Y las estupideces dan su lección magistral cuando un gordo cabrón sobre una bicicleta rueda libre a cincuenta y cinco kilómetros por hora, indiferente al cúmulo de circunstancias que son perfectamente capaces de aliarse en contra de la estabilidad de su equilibrio. Y la calle se agota y no viene nadie y el ceda el paso no existe, y al tumbarse en la curva observa las piedras del asfalto pasando rápidas bajo su increíblemente precario sistema… y los coches esperan, deslumbrados ante la imagen de un ballenato haciendo funambulismo sobre cuatro hierros y un par de tiras de goma… y al acabar la curva se levanta y sigue, como si tal cosa, mientras un camión de reparto de frutas aparcado en doble fila abre la puerta corredera lateral y un tipo saca una caja de manzanas para colocarla en una carretilla, y se le cae… y todo se alía porque, de frente, un coche se acerca a toda velocidad, impidiendo el esquive a la izquierda…
Así pues, con una gota perlada de sudor sobre la frente, el ballenato prepara el movimiento.
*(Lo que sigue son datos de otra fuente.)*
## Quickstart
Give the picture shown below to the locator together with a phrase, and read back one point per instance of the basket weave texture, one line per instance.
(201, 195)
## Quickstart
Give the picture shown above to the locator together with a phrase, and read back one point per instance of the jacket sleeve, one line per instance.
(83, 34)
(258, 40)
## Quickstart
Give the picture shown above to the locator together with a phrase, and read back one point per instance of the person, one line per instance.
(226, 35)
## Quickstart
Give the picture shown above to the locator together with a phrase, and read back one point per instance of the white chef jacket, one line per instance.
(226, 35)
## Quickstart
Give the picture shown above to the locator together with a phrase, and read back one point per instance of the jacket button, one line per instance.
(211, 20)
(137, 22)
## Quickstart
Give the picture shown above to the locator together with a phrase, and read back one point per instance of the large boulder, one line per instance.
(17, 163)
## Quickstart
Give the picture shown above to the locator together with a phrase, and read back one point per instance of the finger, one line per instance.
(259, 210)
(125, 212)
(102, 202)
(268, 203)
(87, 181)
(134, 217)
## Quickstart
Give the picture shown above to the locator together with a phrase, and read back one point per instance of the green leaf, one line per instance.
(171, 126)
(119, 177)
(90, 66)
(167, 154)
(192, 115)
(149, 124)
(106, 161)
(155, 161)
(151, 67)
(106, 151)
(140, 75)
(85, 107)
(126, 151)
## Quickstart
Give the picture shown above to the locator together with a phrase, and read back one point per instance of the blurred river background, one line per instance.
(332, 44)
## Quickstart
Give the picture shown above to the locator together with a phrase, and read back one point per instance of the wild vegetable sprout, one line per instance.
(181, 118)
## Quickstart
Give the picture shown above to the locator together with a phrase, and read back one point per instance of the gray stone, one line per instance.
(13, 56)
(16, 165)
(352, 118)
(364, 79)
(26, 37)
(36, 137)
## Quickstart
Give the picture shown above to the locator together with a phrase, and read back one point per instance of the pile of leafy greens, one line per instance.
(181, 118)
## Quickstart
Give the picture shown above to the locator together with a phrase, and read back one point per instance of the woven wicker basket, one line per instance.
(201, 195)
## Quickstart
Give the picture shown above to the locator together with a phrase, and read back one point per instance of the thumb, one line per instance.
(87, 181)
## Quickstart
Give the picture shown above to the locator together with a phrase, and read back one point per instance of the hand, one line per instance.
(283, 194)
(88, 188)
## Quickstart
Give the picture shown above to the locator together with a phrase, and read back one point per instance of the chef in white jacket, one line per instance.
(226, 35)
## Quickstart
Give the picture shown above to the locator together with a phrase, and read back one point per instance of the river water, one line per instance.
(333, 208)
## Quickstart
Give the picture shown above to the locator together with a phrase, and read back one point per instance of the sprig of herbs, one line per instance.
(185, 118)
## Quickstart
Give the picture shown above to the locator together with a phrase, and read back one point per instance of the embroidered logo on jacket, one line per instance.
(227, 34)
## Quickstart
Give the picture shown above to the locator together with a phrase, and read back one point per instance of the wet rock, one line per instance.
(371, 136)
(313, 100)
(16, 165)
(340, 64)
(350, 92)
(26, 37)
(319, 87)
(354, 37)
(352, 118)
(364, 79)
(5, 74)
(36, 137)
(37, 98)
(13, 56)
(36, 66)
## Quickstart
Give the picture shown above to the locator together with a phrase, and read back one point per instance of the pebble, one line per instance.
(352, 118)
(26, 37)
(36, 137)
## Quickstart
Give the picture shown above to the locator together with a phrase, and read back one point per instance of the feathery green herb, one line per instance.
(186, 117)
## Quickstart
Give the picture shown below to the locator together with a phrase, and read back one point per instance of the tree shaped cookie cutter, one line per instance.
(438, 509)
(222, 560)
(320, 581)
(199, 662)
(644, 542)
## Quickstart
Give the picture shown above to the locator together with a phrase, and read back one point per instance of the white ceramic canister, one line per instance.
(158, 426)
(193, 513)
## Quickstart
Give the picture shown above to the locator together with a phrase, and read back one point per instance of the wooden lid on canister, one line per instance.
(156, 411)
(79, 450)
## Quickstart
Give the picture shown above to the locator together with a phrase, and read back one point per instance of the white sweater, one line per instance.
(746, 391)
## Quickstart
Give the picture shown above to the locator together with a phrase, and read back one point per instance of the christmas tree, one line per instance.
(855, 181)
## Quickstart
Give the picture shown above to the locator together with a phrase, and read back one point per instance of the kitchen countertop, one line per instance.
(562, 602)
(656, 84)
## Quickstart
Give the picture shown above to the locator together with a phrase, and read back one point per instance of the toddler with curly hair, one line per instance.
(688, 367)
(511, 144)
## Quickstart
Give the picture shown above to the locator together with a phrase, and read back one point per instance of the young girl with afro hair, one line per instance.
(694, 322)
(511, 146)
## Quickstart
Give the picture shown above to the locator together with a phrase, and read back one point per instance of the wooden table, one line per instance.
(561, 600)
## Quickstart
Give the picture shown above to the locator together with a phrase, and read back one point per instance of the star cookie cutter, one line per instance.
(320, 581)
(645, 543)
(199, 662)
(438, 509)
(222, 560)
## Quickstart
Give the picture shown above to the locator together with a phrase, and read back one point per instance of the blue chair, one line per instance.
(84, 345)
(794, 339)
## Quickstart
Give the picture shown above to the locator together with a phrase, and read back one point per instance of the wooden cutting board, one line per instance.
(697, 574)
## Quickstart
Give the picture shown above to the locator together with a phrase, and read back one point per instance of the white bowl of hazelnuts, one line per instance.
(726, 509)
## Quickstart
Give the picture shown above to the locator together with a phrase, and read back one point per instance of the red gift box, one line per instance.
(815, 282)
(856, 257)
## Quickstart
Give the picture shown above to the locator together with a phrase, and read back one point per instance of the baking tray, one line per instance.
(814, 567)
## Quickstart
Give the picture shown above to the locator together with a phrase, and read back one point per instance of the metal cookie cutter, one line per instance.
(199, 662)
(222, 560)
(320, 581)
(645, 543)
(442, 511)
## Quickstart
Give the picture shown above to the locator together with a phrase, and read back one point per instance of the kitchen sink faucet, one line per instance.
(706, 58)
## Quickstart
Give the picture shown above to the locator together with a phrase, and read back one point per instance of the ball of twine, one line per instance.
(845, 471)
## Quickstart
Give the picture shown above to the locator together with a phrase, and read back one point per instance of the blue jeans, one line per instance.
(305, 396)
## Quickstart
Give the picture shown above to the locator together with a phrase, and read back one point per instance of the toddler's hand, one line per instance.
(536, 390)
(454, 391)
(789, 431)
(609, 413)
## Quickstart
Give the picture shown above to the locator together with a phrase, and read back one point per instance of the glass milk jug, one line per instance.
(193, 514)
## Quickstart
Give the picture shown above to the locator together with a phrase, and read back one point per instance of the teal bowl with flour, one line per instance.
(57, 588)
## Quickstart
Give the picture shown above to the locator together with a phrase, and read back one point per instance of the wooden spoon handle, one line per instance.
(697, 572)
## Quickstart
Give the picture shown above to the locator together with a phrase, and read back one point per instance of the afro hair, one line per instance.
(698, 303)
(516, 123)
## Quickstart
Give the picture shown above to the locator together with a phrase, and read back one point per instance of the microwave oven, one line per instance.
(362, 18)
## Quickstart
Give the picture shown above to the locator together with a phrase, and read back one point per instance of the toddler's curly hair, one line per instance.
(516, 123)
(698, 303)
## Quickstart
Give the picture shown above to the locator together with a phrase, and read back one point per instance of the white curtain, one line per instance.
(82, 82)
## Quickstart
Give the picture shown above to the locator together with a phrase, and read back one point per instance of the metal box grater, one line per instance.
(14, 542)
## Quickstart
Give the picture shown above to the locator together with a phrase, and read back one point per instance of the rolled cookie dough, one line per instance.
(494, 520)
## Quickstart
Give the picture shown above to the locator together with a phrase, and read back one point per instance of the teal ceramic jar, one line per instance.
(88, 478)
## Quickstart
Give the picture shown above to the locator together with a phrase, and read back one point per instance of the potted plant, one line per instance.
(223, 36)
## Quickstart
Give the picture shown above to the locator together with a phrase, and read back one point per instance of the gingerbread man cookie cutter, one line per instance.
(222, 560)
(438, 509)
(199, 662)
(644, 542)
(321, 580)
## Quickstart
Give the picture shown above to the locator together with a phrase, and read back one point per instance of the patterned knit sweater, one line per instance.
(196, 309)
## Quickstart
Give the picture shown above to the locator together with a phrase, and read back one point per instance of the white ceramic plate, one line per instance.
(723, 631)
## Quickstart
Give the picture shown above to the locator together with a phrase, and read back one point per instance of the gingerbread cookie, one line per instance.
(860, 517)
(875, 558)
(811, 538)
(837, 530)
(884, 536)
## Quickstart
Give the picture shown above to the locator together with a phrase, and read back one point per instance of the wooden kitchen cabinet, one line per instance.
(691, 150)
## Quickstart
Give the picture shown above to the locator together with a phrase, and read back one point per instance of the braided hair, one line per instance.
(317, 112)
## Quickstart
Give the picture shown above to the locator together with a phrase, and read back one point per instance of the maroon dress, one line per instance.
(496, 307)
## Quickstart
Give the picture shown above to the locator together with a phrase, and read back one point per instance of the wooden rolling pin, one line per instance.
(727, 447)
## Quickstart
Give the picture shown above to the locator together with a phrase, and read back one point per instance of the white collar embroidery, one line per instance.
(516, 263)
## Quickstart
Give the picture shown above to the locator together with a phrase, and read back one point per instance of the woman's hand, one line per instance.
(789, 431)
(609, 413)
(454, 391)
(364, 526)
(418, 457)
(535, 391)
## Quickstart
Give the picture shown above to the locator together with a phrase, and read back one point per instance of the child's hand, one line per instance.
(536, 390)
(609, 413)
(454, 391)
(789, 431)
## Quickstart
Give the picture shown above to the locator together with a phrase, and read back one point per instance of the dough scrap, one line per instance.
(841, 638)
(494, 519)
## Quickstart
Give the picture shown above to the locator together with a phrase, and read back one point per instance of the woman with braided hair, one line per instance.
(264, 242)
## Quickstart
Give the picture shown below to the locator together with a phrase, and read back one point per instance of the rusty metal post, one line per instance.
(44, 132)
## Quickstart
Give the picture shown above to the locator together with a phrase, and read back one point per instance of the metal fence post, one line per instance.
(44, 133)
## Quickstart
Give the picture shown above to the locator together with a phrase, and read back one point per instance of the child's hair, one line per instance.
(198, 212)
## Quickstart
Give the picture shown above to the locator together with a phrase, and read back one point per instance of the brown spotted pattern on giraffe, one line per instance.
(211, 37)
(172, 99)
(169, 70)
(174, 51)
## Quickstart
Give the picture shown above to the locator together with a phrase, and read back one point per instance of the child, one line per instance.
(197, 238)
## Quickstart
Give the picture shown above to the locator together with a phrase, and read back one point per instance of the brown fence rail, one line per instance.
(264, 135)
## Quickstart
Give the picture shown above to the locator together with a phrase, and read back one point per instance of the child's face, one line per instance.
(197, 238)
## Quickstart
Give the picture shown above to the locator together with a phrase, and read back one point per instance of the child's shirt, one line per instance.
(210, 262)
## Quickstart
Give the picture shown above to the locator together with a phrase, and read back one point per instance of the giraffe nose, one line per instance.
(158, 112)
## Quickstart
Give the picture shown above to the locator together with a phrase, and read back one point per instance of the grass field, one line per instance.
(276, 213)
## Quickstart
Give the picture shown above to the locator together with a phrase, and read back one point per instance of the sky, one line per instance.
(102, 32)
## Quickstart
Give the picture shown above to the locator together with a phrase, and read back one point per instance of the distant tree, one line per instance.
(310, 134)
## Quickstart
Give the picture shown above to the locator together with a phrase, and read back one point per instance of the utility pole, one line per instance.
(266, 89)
Se levanta y pega un breve impulso hacia abajo para, un segundo después, subir, subir, subir… y levantar una rueda que pasa sin tocar la caja, y la segunda que ni tan siquiera la roza… Y, en la perspectiva del repartidor, sobre la caja de manzanas pasa una sombra gorda montada en cuatro hierros y un par de tiras de goma, una sombra gorda que amenaza con doblar de una vez y para siempre los radios de las ruedas cuando la realidad se acuerda de la ley de la gravedad de los cuerpos. El momento, a cámara lenta, no tiene desperdicio. Veo la boca abierta del repartidor y la sombra gorda a su lado, subiendo, grácil en su inmensidad.
Je, je.
Así que, cuando esa mirada de bicha me encuentra, como técnica perfectamente calculada para llenarme de liendres el deseo, no me acuerdo de sonreír como es debido o, de otro modo, de corresponder. La realidad fluctúa entre lo estúpido y lo importante, porque la realidad tiene dos caras, dos estados naturales. El presente abotarga los sentidos, me aleja del aluvión de sangre y adrenalina que sólo en los momentos enormes sublima la rutina de los días. Esa mirada de bicha, perfectamente milimetrada para llenarme de escozores el deseo, me deja indiferente en este caso, hoy por hoy. Tengo una somera perspectiva de una realidad basada en la extensión natural del kombate a todo ámbito. Si quieres unas cervezas y morir en la calle, kombatiendo, me parece perfecto. Pero no habrá cine ni palomitas ni ligeras sonrisas ni pequeñas caricias. No las habrá porque, aunque las estupideces se amotinen de cuando en cuando, sólo cuando la resaca pega duro en las rocas se hace espuma.